By: Sharon A.M MacLean
The global pandemic fundamentally altered the way many of us work, learn, and communicate with each other.
We collectively pivoted to where offices, schools, restaurants, and retail outlets adopted remote work virtually overnight. Here's an overview of how marketing can use virtual meetings to distribute content and manage engagement online.
Virtual Meetings: Who wants this type of content marketing: Coaches, trainers, educators, and conference organizers as well as entrepreneurs and big business executives who moved to virtual meetings during the 2020 pandemic.
- Virtual conferences include the stretched summit (strive for not more than 2 weeks long); condensed (over 1-2-day summit with 10 speakers);
- Speakers often include industry celebrities.
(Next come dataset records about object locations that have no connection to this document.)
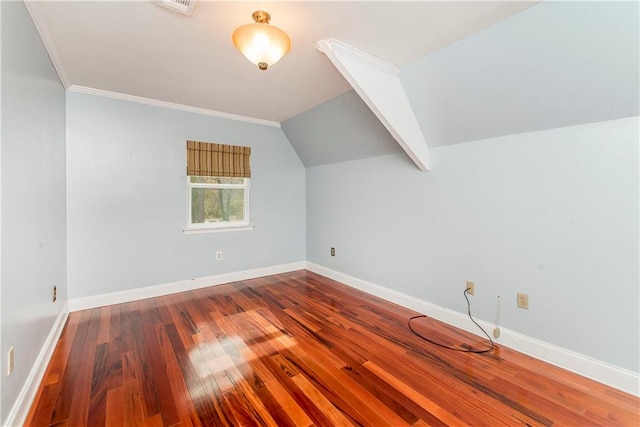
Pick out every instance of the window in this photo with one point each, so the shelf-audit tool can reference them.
(218, 202)
(218, 187)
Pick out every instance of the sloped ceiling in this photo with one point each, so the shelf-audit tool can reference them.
(140, 49)
(338, 130)
(553, 65)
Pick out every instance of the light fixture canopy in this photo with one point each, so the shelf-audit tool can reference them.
(261, 43)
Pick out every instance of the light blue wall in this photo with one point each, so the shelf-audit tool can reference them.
(553, 214)
(127, 197)
(33, 196)
(553, 65)
(341, 129)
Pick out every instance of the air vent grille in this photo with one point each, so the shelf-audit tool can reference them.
(183, 6)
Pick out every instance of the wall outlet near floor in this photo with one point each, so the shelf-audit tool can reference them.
(10, 361)
(523, 301)
(471, 288)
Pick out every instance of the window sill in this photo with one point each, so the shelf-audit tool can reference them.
(201, 230)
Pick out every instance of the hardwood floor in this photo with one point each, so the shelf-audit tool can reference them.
(298, 349)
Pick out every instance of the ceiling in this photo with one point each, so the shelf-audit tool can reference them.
(139, 49)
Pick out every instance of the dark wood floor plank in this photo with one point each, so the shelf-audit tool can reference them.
(298, 349)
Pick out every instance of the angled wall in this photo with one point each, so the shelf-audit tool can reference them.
(553, 214)
(339, 130)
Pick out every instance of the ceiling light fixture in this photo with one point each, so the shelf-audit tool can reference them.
(261, 43)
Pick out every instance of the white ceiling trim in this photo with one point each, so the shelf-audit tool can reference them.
(45, 34)
(365, 58)
(170, 105)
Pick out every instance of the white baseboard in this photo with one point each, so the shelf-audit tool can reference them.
(602, 372)
(20, 410)
(119, 297)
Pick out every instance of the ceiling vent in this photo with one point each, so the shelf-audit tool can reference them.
(183, 6)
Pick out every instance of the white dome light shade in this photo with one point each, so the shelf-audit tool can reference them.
(261, 43)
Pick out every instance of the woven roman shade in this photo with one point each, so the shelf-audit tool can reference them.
(208, 159)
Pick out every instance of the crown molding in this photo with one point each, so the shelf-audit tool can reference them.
(358, 55)
(42, 26)
(170, 105)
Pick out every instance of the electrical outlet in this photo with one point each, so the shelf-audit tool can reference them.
(523, 301)
(10, 361)
(471, 288)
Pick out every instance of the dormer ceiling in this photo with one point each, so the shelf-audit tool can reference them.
(137, 48)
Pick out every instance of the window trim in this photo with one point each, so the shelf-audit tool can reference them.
(213, 227)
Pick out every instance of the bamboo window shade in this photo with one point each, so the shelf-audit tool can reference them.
(209, 159)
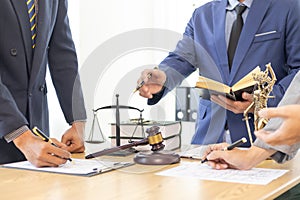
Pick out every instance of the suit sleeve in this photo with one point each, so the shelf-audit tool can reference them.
(10, 116)
(63, 67)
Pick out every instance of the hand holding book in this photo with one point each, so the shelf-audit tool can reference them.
(246, 84)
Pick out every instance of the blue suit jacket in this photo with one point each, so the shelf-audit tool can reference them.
(271, 33)
(22, 72)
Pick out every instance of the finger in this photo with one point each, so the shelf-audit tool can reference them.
(213, 147)
(61, 154)
(58, 143)
(217, 155)
(248, 97)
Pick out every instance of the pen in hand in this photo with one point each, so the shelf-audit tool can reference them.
(149, 75)
(44, 137)
(230, 147)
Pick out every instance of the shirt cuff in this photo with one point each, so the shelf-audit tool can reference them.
(16, 133)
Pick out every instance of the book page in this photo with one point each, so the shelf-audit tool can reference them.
(210, 84)
(246, 81)
(260, 176)
(76, 167)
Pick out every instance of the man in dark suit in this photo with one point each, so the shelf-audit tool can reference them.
(36, 34)
(270, 33)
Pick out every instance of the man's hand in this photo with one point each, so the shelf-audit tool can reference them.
(39, 152)
(152, 85)
(73, 138)
(234, 106)
(289, 131)
(236, 158)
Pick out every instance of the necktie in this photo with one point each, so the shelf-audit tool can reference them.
(32, 20)
(235, 33)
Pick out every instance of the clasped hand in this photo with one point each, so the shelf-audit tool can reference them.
(234, 106)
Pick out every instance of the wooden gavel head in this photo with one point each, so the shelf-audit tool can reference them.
(155, 138)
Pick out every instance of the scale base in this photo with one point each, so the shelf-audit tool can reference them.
(156, 158)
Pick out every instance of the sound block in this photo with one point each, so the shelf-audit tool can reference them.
(156, 158)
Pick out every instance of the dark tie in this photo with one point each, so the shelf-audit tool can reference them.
(32, 20)
(235, 33)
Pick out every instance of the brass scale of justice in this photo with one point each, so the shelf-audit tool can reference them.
(265, 81)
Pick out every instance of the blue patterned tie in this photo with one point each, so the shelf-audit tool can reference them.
(235, 33)
(32, 19)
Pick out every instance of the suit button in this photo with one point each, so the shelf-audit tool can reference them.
(42, 88)
(13, 52)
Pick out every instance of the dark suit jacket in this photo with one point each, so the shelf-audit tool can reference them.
(271, 33)
(22, 72)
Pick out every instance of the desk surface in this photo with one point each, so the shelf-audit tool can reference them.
(139, 182)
They likely have best-selling books, training courses, or consulting services to offer as door prizes that drive deeper connections with attendees;
- Engage attendees before the event: send kits with a conference program, branded book. Or a bottle of wine;
- Encourage attendees to post photos on social media to increase awareness of the event;
- Capture speaker content: pair your breakout sessions with Google docs to record proceedings and monetize later;
- Virtual etiquette. When introducing break-out sessions, review the rules. Assign breakout rooms beforehand and drop into the chat room to monitor meeting progress;
- Assign tasks to participants: chat facilitator, timekeeper, word processor who enters responses;
- Relax rules at the start of the session to give attendees five minutes or so to catch up on casual conversations. This builds relationships - challenging enough in virtual vs face-to-face gatherings;
Create Explainer Videos for Content Marketing
What is it: Short videos that generally explain your service in 60-90 seconds. Don't go beyond 3 minutes.
Who Wants This Type of Content: Decision makers who want a better idea of your presentation style and an overview of your offer.
- You don't need to compete with the production values of Game of Thrones. You can add value with one of two things: information (how-to-videos, explainer videos) or entertainment;
- Help yourself by developing rough storyboards:
- Use screen recording software;
- A short script in a conversational voice to structure your video content helps a lot. Think about your video as you would about your blog post.
- Visuals, music and sound all work with words to deliver the message;
- Complete a creative brief first. It helps you think about your business at a high level and makes you define what really matters;
- Showcase benefits over features. Tell people how your product or service is going to make their lives better;
- Have a marketing plan. Leverage your blog, newsletter, social media channels, e-mail signatures, and events to share your video.
Some tools allow you to create great content:
- PowerPoint (on Windows) or Keynote (on Mac)
- CamStudio: free screen recording software (Windows)
- ManyCam: recording and broadcasting studio for screencasts and webcams (Windows free version with limited features)
- Jing – Free screencasting software which is limited to 5-minute recordings. Great for quick how to videos.
About the Author— Sharon MacLean
Entrepreneurship, Magazine Publishing, and Social Marketing are the threads that weave throughout my career. They reflect my professional life driven largely by purpose and relationships — most recently through WorldGate Media and Boards of Directors for TechInvest Alberta, and RoadShowz/StreetSeenz.
Yet, it was through starting up and running Edmontonians magazine for 21 years where a reputation for community engagement flourished. In some ways, I see the magazine that covered leaders of commerce and the community as a predecessor to social media!
My world changed dramatically in 2010 given the disruption of traditional media which led to the sale of the magazine…and my launch into new media.
The disruption opened doors for an investor start-up in online wellness with an international team. Experience with journalism media and community publishing incubated an understanding of content creation, distribution, and network platforms.
Every skill acquired during the foundational years has been leveraged to serve my passion for professional communications in the digital age.